Eggan began to explore this process and also the more ominous finding that cloned animals often develop abnormally, with organ defects and immunological problems. After finishing his PhD in 2002, Eggan split his time between a postdoc with Jaenisch and a collaborative project with Richard Axel, a Nobel Prize–winning scientist at the Howard Hughes Medical Institute.
In August 2004, Eggan came to Harvard to begin a junior fellowship. Now Kevin Eggan is an assistant professor of Molecular & Cellular Biology and assistant investigator of Stowers Medical Institute.

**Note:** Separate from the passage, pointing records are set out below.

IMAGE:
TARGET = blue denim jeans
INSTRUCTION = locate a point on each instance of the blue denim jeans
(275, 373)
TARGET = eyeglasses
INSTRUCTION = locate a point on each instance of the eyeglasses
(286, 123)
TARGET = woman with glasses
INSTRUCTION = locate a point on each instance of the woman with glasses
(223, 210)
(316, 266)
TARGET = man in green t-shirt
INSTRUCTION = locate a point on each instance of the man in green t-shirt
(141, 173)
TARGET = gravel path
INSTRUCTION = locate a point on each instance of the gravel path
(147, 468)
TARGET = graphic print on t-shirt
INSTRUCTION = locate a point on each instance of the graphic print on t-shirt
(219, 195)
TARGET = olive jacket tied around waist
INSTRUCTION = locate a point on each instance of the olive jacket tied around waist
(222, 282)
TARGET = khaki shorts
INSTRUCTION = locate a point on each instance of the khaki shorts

In 2006, Eggan initially worked with Melton on diabetes, and then planned to focus on neurodegenerative diseases, such as amyotrophic lateral sclerosis (ALS) - better known as Lou Gehrig's disease. [1]
Stem Cell Research
Eggan says his research goals at Harvard are twofold: One is to understand how nuclear transplantation actually works, and the other is to make stem cells that carry genes for specific diseases. He hopes to use these cells to study neurodegenerative illnesses like Parkinson’s disease, Lou Gehrig’s disease, and Alzheimer’s.[2]
Harvard scientists have created cells similar to human embryonic stem cells without destroying embryos, a major step toward someday possibly defusing the central objection to stem cell research.[3]
Professional Career
Eggan has authored many journal and magazine articles on stem cell research, some of them include.[4]
- Non-cell autonomous effect of glia on motor neurons in an embryonic stem cell-based ALS model.
- Wagers AJ. Ovulated oocytes in adult mice derive from non-circulating germ cells, in Nature June 29 2006.
- Nuclear reprogramming of somatic cells after fusion with human embryonic stem cells, in Science Aug 26, 2005.